Purnama Syae Purrohman (Foto: PWMU.CO)
Purnama Syae Purrohman, Ph.D. merupakan Dekan FKIP Universitas Muhammadiyah Prof. Dr. Hamka
PWMU.CO – Pengelolaan pendidikan (swasta) yang merdeka, lebih lengkap lagi adalah pengelolaan lembaga pendidikan swasta yang merdeka adalah ciri khas lembaga pendidikan masyarakat bangsa Indonesia, sejak bangsa ini masih belum terbentuk. Jika dirunut secara sejarah, pendidikan menjadi alat perjuangan pelopor kemerdekaan Indonesia. Ada beberapa jalan yang ditempuh oleh para pejuang. Membuat organisasi pelajar, organisasi pemuda, organisasi kedaerahan, organisasi massa, membuat sekolah/madrasah/pesantren modern, membuat partai politik, dan yang terakhir angkat senjata.
Pendidikan yang dikelola oleh Belanda di jaman pra kemerdekaan, bersifat eklusif untuk warga Eropa, keturunan Eropa, keturunan Arab, keturunan Asia lainnya, dan kaum elit bangsawan dan elit pribumi. Tidak ada peluang untuk rakyat kebanyakan. Tetapi sebagian dari kalangan terpelajar, hasil didikan Belanda maupun Timur Tengah, memikirkan bagaimana caranya agar kaum pribumi yang direndahkan derajatnya bisa berubah menjadi setara dengan penjajah, dan warga keturunan (Arab, China, India, dan lainnya). Pemikiran modernisme Islam di Timur Tengah, politik balas budi di Belanda mendorong pencerahan pemikiran kaum terpelajar di Indonesia saat itu.

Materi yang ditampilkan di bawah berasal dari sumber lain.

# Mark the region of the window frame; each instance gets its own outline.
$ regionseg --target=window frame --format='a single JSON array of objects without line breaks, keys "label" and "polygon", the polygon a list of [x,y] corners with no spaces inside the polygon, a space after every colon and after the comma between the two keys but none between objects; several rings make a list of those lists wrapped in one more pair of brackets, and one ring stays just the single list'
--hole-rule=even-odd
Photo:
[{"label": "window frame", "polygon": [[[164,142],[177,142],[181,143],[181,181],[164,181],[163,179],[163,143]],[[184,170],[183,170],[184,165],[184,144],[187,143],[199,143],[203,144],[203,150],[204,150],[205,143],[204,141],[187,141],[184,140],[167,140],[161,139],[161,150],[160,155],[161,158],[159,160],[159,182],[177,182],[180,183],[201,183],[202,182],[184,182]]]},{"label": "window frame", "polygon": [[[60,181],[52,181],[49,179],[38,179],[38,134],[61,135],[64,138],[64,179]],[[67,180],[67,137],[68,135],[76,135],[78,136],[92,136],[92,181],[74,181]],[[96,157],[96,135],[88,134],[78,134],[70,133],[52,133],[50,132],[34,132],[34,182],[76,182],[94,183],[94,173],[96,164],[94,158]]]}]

Lembaga pendidikan adalah jalan menuju kemerdekaan negara Indonesia.
Selain jenis sekolah lainnya, yang juga digagas pelopor pendidikan seperti M Syafei INS Kayutanam, dan Sakola Kautamaan Istri Dewi Sartika, dan Taman Siswa-nya Ki Hajar Dewantara, Pesantren Modern yang digagas kaum Islam Modernis di Sumatera Barat, Thawalib School, menginspirasi berdirinya Pondok Modern Darussalam Gontor, selain tentu saja pendiri Gontor Baru, yang didirikan oleh cucu dari perintis Gontor Lama, juga terinspirasi oleh Aligarh di Pakistan, Santiniketan di India, dan Al Azhar di Mesir.
Pondok Modern Darussalam Gontor dengan kemerdekaan yang dimilikinya berkembang sehingga memiliki beberapa cabang di Indonesia, dan mengembangkan perguruan tinggi Universitas Islam Darussalam yang terakreditasi Unggul. Kemerdekaan yang dimiliki nya dengan membuat kurikulum mandiri, serta merdeka dari dikotomi Nahdhatul Ulama dan Muhammadiyah, yang disebutkan dalam semboyan “Gontor diatas dan untuk semua golongan “. Gontor memerdekakan diri dari dikotomi NU dan Muhammadiyah. Gontor juga memerdekakan diri dari kurikulum pendidikan yang digunakan oleh pemerintah.
Kiai Dahlan mendirikan sekolah untuk kaum marginal di Yogyakarta, dan juga mengajar di Sekolah kaum kolonial untuk menunjukkan bahwa agama Islam adalah agama yang modern dan selaras dengan ilmu pengetahuan. Dari mendirikan surau, mendirikan sekolah, dan berlanjut mendirikan organisasi bernama Persyarikatan Muhammadiyah. Warisan jalan ijtihad berorganisasi Kiai Dahlan meluas sehingga sampai sekarang memiliki ratusan perguruan tinggi, dan gagasan-gagasan nya berkembang sehingga memiliki “sister organization” di Singapura, Filipina, dan Thailand.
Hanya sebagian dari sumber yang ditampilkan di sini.